活動報告

【調査研究助成】慶應義塾大学 華 金玲先生の研究報告サマリーをご紹介します。

【研究者】
慶應義塾大学 総合政策学部  華 金玲 講師

【研究テーマ】
ユニバーサル・アクセス制度の国際比較研究

【研究期間】
2021.4.1~2024.3.31

【研究サマリー】
本調査研究では、日本、中国、韓国、台湾のユニバーサル・サービスの制度的仕組みについて、ユニバーサル・サービスの概念整理、制度の対象範囲、政策プロセス、交付金・補填額の算定の4つについて文献調査、意識調査、アンケート、インタビュー調査を行った。
それらの調査の結果から、日本、中国、韓国、台湾のユニバーサルの制度的仕組みを3つの類型化できた。
(1)中国は政府主導型であり、
(2)台湾は民主主義型、
(3)日本と韓国は徹底補償型、日本モデルに料金減免をプラスして実施しているのが韓国モデルである。
といった知見が得られた。
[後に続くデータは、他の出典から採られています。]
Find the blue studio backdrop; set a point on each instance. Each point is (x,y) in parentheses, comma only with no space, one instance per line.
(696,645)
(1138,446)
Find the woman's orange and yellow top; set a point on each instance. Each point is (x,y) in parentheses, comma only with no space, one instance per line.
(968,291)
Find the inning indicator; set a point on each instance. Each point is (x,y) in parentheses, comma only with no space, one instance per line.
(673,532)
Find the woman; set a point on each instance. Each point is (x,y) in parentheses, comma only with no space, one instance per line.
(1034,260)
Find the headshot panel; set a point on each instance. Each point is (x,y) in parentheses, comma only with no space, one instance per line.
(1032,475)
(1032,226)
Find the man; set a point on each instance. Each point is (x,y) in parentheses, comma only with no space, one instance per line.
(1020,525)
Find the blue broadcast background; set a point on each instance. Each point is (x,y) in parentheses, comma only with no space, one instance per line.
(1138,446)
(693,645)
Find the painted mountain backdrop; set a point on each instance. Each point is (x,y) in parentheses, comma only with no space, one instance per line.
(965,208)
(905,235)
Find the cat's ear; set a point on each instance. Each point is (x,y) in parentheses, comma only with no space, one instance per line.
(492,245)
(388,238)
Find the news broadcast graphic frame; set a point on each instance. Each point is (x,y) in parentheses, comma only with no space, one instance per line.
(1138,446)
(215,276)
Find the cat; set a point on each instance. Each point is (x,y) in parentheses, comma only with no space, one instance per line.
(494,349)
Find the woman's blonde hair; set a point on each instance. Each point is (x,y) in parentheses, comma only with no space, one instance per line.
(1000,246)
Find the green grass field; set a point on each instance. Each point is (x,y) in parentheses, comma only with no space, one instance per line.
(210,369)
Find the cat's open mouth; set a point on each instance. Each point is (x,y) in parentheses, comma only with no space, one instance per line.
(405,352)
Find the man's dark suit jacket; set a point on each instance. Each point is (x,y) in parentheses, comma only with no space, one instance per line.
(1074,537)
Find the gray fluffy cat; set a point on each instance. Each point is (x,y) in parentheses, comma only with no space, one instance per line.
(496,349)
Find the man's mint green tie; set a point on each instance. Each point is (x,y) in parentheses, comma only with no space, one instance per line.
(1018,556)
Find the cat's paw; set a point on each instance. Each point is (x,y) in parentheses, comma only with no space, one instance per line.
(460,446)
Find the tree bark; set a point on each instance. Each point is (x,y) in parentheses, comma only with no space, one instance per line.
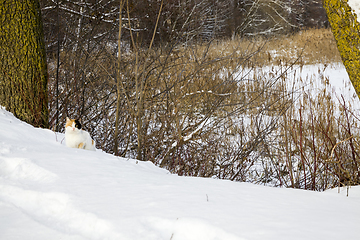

これらの比較分析と類型化を踏まえて日本のユニバーサル・サービス制度に向けて2つの提言を行っている。一つは、5G時代にふさわしい制度として携帯電話も指定対象に取り込む方向性の検討である。もう一つは、日本にとって台湾のような民主主義型な事例が参考になる。台湾では多種多様なステークホルダーが対等な立場で参加し、協働しながら課題解決にあたる合意形成という形の議論と展開が日本に必要と考えられる。


【本助成に関わる成果】
▼論文投稿
●Research on Japan’s Digital Transformation Policy in the Post COVID-19 Era

●新型コロナウィルス感染症対策の「中国方式」と情報技術

●日中韓における生成AI ChatGPTの社会的関心ーソーシャルメディアとマスメディアのタイムラインからー

▼学会発表
●ユニバーサル・サービス制度に関する国際比較研究 ―日中韓台を事例として

●中国電気通信のユニバーサル・サービス政策とその展開


【本助成についての感想】
本調査研究に助成をいただき、感謝申し上げます。コロナ禍の影響で海外出張ができない期間が長引き、調査方法などの変更が生じましたが、
本助成にて得られた知見を基に、幅広く研究を発展させていきたいと考えています。